The Israeli reprisals have killed at least 40,738 people in the Gaza Strip, according to the Hamas Health Ministry, causing a humanitarian and health disaster and displacing almost all of the 2.4 million residents. The majority of the dead are women and minors, according to the UN.
At the same time, Israel is continuing a vast operation described as “anti-terrorist” which began on Wednesday in the north of the occupied West Bank, which has sparked protests from the international community.
In the south of the territory, three Israeli police officers, including a woman, were killed on Sunday near a checkpoint in an “armed attack”, according to the commander of the Israeli police.

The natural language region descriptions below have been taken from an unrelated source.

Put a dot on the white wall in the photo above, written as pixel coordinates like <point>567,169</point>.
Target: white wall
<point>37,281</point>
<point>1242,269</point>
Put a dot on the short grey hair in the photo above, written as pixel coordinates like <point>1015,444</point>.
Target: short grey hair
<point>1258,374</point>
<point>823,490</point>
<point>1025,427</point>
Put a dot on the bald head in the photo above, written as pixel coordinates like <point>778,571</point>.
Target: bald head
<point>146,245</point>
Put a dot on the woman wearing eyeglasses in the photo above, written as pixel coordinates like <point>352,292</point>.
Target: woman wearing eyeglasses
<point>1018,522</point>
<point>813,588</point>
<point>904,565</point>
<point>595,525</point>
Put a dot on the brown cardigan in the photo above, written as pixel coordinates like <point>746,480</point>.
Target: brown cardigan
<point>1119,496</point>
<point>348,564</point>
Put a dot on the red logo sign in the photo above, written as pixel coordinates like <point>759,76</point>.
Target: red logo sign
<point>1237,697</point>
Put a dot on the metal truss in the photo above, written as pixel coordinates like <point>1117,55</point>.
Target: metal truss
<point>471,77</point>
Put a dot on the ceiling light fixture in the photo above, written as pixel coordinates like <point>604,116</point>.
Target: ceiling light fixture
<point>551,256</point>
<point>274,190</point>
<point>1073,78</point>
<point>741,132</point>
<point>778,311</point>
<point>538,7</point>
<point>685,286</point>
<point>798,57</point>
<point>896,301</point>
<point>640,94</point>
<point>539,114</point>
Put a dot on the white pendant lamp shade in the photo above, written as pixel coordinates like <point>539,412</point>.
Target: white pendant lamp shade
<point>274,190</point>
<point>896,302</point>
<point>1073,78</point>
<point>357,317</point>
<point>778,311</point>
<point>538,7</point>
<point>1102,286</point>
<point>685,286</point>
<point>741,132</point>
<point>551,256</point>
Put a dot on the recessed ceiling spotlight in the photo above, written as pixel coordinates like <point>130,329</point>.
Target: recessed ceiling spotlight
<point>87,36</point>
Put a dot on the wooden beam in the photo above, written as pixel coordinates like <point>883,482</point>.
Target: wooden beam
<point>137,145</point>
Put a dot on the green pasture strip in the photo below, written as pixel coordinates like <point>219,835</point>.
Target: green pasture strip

This attack was not claimed but Hamas saw it as “a natural response to the massacres of the Palestinian people”.
Israeli excavators were destroying streets in Jenin on Sunday, one of the cities targeted by the Israeli operation in the northern West Bank, an AFP photographer observed.
At least 22 Palestinians, mostly fighters, have been killed by the Israeli army in the West Bank since Wednesday, according to the Palestinian Health Ministry. All of them “terrorists,” the Israeli army said.
Hamas, which has ruled Gaza since 2007, and Islamic Jihad, another armed group, said at least 14 of the dead were fighting in their ranks.
“Peace, the best vaccine”
In the Gaza Strip, a polio vaccination campaign began Sunday morning, with the aim of vaccinating more than 640,000 children under the age of ten. It is currently being carried out in the center of the territory and will include two more phases for other areas.
Louise Wateridge, spokeswoman for the UN agency for Palestinian refugees (UNRWA), spoke in the afternoon of a “success” with “thousands of children vaccinated”.
On Thursday, the World Health Organization (WHO) announced that Israel had agreed to “humanitarian pauses” in the campaign.
Denying “reports of a general ceasefire” to allow the campaign, Mr Netanyahu’s office said Israel would allow “only a humanitarian corridor”.
WHO Director-General Dr.r Tedros Adhanom Ghebreyesus, for his part, said that for the children of Gaza, “the best vaccine […] is peace.”
Elsewhere in the Gaza Strip, the Civil Defense reported two dead and six injured in an Israeli airstrike on a house in Gaza City.
Pope Francis called on Sunday for an immediate ceasefire, the release of hostages and aid for the people of Gaza “where so many diseases are spreading.”